Investing in research and development (R&D) to discover and develop new drugs that are tailored to the specific needs and preferences of African patients, such as drugs for neglected tropical diseases or drugs that are suitable for tropical climates.

Strengthening the regulatory capacity and harmonization of African countries to ensure that the medicines produced in Africa meet the highest standards of quality, safety, and efficacy.

Promoting public-private partnerships and collaboration among African countries and stakeholders to leverage their complementary strengths and resources, such as human capital, infrastructure, technology, markets, and financing.

Enhancing the local production capacity and competitiveness of African pharmaceutical manufacturers by providing them with incentives, subsidies, tax breaks, preferential procurement policies, technical assistance, and access to raw materials.

Improving the distribution and access of locally produced medicines by expanding the coverage and affordability of health insurance schemes, strengthening the supply chain management systems, reducing tariffs and non-tariff barriers, and raising awareness among consumers and health workers.

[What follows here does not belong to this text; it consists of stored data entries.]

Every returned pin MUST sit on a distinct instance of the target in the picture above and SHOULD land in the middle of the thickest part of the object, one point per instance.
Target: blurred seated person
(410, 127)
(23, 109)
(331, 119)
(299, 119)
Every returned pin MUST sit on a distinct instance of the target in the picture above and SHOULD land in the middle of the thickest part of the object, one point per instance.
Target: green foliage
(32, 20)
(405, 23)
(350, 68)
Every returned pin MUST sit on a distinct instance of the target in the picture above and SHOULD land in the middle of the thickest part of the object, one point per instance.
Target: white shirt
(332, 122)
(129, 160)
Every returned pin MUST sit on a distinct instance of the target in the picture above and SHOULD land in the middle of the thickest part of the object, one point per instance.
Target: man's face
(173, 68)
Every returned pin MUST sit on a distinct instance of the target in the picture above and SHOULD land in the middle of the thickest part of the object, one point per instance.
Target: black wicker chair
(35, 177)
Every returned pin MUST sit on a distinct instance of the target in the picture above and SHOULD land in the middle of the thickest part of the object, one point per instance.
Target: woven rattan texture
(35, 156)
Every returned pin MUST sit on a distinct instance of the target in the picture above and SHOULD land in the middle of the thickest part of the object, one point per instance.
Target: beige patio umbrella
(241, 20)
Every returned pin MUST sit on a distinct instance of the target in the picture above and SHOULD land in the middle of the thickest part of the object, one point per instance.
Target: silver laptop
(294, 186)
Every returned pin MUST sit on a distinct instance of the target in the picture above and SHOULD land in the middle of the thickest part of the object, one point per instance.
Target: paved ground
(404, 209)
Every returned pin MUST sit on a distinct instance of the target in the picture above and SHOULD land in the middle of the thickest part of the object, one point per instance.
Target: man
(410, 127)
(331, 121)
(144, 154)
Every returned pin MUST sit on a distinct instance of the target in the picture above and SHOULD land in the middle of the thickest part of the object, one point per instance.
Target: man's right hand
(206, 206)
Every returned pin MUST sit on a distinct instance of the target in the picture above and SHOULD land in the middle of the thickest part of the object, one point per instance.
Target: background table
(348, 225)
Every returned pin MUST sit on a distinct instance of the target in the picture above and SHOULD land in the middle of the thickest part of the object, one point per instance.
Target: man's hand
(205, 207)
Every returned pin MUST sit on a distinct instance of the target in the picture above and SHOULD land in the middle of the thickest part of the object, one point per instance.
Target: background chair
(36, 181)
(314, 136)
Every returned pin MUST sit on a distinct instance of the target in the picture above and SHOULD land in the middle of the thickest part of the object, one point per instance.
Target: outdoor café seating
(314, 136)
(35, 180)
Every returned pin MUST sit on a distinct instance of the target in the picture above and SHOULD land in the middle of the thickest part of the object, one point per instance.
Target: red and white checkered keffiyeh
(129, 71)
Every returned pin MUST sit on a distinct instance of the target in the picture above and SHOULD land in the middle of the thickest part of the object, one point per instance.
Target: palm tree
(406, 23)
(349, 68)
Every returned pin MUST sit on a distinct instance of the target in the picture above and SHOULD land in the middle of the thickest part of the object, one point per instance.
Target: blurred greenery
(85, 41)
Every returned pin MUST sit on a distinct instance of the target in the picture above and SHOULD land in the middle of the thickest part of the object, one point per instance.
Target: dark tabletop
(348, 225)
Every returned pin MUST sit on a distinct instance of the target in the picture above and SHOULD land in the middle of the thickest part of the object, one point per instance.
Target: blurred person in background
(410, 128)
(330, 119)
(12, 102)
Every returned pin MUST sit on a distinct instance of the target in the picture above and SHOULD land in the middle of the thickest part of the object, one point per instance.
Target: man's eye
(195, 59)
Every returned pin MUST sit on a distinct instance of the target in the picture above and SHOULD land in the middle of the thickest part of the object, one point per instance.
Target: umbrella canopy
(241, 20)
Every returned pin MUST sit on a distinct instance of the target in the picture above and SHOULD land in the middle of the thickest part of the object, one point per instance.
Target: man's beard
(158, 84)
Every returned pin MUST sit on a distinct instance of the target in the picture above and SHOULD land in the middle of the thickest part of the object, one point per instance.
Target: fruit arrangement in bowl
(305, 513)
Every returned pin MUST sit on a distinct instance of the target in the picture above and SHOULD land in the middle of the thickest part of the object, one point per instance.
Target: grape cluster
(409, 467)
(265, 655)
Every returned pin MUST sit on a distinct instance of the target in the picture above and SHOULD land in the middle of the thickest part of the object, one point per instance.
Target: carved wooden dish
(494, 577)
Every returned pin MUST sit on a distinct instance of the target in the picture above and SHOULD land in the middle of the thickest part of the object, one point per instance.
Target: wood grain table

Africa has the potential to become a major player in the global pharmaceutical market, which is expected to reach $1.5 trillion by 2023. By developing its own pharmaceutical industry, Africa can not only improve its health security and resilience but also contribute to its economic development and social transformation.

The report is part of the AFDB’s efforts to promote industrialization and economic transformation in Africa, as outlined in its High 5 priorities. The AFDB believes that a vibrant pharmaceutical sector can contribute to improving the health and well-being of the African population, as well as to achieving the Sustainable Development Goals and the African Union’s Agenda 2063.